Entre as medidas previstas está a contratação de um novo financiamento DIP (debtor-in-possession) de R$ 13 milhões, destinado ao reforço do capital de giro. A operação já foi aprovada pelo Banco BTG, instituição com a qual o Grupo manterá relacionamento comercial.
Embora houvesse autorização judicial para requerer nova suspensão da assembleia por até 60 dias, o avanço das negociações ao longo do próprio dia permitiu que credores e devedores prosseguissem para a votação, culminando na aprovação do plano.
Para Victor D’Elia, advogado responsável pela condução do processo, o resultado reflete a complexidade das negociações e a busca por uma solução capaz de conciliar a preservação da atividade econômica com os interesses dos credores.
“Esta foi uma das recuperações judiciais mais complexas em curso no Estado, não apenas pela dimensão do passivo, superior a R$ 600 milhões, mas principalmente pela natureza dos créditos, pelas garantias envolvidas e pela diversidade de credores. A aprovação em todas as classes demonstra que foi possível construir uma solução equilibrada, capaz de preservar a atividade do grupo e, ao mesmo tempo, considerar os interesses dos credores”, afirma D’Elia.
Credores aprovam novo período de proteção
Além do plano de recuperação, os credores aprovaram, por 73,01% dos créditos presentes e votantes, a concessão de um novo período de proteção de 180 dias.
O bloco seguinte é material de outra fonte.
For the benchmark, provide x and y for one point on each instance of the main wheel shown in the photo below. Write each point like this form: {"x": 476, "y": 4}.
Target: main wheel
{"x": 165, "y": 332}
A medida busca assegurar estabilidade durante a fase inicial de implementação do plano, preservando bens essenciais à atividade produtiva e evitando medidas expropriatórias que possam comprometer a operação e, consequentemente, a capacidade de cumprimento das obrigações assumidas na recuperação.
O resultado da assembleia também evidencia o papel cada vez mais relevante da negociação entre devedores e credores nos processos de recuperação judicial. Em reestruturações de maior complexidade, a construção de soluções consensuais tem se consolidado como instrumento central para compatibilizar a continuidade da atividade empresarial com a recuperação dos créditos.
Nova etapa para o Grupo Nova Fronteira
Com mais de quatro décadas de atuação no agronegócio, o Grupo teve o processamento de sua recuperação judicial deferido em dezembro de 2024 pelo juiz Márcio Guedes, da Vara Especializada de Cuiabá -MT. Na ocasião, o passivo declarado era de R$ 594,3 milhões.
Superada a etapa de deliberação dos credores, o processo entra agora em uma nova fase, voltada à implementação das condições negociadas, ao cumprimento das obrigações previstas no plano e à continuidade das atividades produtivas.
Para João Paulo Marquezam, CEO do Grupo Nova Fronteira, a aprovação representa também uma sinalização ao mercado sobre a continuidade das operações.
“A aprovação passa uma mensagem importante para o mercado: o Grupo Nova Fronteira continua firme na atividade e superou o estado de crise. Depois de um processo longo e de negociações complexas, começa agora uma nova fase, que exige disciplina para cumprir o que foi negociado, manter a produção e reconstruir a relação de confiança com credores, fornecedores e parceiros comerciais”, afirma.
Atualmente, o grupo possui 25 mil hectares de área própria, dos quais 6 mil hectares são destinados ao cultivo de soja, além de estrutura com capacidade para 40 mil animais, entre pastagens e confinamento.
A manutenção dessa estrutura produtiva será um dos principais pilares da nova etapa da reestruturação, ao sustentar a geração de caixa necessária para a continuidade das operações e o cumprimento das obrigações estabelecidas no plano de recuperação judicial.